Background: Posttransplant lymphoproliferative disorders are generally associated with Epstein-Barr virus (EBV) and are of B cell origin. We report the case of a B-immunoblastic lymphoma that developed in a pretransplantation EBV-seronegative woman 4 months after kidney transplant from her HLA-haploidentical brother. The patient successfully underwent immunotoxin therapy for lymphoma and has been in remission for 36 months.
Methods: Latent EBV genomes were identified by polymerase chain reaction, and the purified amplification products were directly sequenced with [35S]dATP.
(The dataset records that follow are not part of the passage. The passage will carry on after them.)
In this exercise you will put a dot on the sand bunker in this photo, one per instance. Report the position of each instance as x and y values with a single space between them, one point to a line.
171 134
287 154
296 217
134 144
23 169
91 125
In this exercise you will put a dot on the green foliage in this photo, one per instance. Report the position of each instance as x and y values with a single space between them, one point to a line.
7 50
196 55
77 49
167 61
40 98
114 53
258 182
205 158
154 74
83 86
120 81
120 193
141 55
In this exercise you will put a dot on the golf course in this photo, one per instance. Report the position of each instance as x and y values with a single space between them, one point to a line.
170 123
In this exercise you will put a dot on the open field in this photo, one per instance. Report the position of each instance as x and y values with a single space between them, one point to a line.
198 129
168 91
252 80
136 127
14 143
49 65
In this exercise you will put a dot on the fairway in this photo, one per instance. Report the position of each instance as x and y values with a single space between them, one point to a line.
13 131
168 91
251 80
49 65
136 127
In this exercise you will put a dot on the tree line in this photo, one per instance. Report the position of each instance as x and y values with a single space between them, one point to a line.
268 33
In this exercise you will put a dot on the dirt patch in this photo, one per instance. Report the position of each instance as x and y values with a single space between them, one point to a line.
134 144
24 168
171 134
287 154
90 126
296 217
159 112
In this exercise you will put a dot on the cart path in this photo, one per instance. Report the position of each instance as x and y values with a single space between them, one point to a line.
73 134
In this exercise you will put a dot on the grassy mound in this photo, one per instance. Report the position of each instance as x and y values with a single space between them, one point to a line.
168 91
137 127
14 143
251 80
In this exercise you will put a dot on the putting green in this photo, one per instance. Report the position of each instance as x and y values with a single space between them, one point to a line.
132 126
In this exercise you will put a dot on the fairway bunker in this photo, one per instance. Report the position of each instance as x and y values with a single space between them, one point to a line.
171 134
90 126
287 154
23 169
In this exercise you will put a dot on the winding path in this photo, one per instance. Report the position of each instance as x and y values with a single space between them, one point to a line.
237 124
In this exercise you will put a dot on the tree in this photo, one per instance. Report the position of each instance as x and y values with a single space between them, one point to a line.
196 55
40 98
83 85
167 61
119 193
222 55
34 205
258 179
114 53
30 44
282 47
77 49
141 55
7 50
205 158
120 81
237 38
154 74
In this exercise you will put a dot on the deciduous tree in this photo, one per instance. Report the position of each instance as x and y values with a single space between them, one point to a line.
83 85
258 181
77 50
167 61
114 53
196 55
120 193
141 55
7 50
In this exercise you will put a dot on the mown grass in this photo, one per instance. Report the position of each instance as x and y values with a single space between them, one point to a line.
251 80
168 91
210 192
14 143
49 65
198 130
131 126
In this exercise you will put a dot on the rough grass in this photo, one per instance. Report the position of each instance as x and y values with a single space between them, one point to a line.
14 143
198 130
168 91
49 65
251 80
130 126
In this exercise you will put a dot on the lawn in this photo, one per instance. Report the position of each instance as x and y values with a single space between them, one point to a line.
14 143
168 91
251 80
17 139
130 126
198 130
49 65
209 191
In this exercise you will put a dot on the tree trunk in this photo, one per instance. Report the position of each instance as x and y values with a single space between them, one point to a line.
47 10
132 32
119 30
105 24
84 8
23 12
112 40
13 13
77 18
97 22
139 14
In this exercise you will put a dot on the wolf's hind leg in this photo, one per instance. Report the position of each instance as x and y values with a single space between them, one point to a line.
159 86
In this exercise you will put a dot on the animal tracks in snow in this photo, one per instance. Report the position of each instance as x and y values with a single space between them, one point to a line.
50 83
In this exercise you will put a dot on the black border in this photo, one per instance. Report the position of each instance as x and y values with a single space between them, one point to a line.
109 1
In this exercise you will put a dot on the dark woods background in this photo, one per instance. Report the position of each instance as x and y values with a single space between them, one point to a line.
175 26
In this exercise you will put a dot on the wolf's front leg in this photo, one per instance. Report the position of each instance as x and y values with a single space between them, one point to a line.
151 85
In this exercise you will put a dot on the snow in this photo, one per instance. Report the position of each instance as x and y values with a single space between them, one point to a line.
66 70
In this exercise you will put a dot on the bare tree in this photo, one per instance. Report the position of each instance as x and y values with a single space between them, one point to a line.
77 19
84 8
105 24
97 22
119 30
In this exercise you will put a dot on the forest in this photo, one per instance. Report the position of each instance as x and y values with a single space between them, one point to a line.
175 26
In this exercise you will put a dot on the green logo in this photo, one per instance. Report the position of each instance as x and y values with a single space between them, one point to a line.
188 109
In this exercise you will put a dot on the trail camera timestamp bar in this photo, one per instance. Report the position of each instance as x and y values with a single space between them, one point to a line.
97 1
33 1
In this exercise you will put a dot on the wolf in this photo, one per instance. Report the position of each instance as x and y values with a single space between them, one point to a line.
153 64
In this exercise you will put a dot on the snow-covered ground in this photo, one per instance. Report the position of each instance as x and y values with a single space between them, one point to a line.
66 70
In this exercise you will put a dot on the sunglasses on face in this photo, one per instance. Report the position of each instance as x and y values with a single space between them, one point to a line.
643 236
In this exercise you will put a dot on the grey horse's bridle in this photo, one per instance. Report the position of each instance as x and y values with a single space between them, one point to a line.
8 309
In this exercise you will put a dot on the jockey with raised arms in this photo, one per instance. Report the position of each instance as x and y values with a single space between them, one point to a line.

Results: Molecular analysis of the latent membrane protein (LMP)1 oncogene of EBV, which was expressed in most tumor cells, revealed a 30-base pair deletion. No wild-type LMP1 sequences were found. Analysis of peripheral blood mononuclear cells from the EBV-seropositive donor showed the presence of both the LMP1 deletion variant and the wild-type sequence. The LMP1 deletion variant and the wild-type sequence were also identified within peripheral blood mononuclear cells of the EBV-seroconverted kidney recipient 20 months after lymphoma therapy.
Conclusion: This pattern is consistent with a natural growth advantage of B cells expressing the LMP1 deletion variant in the immunocompromised host.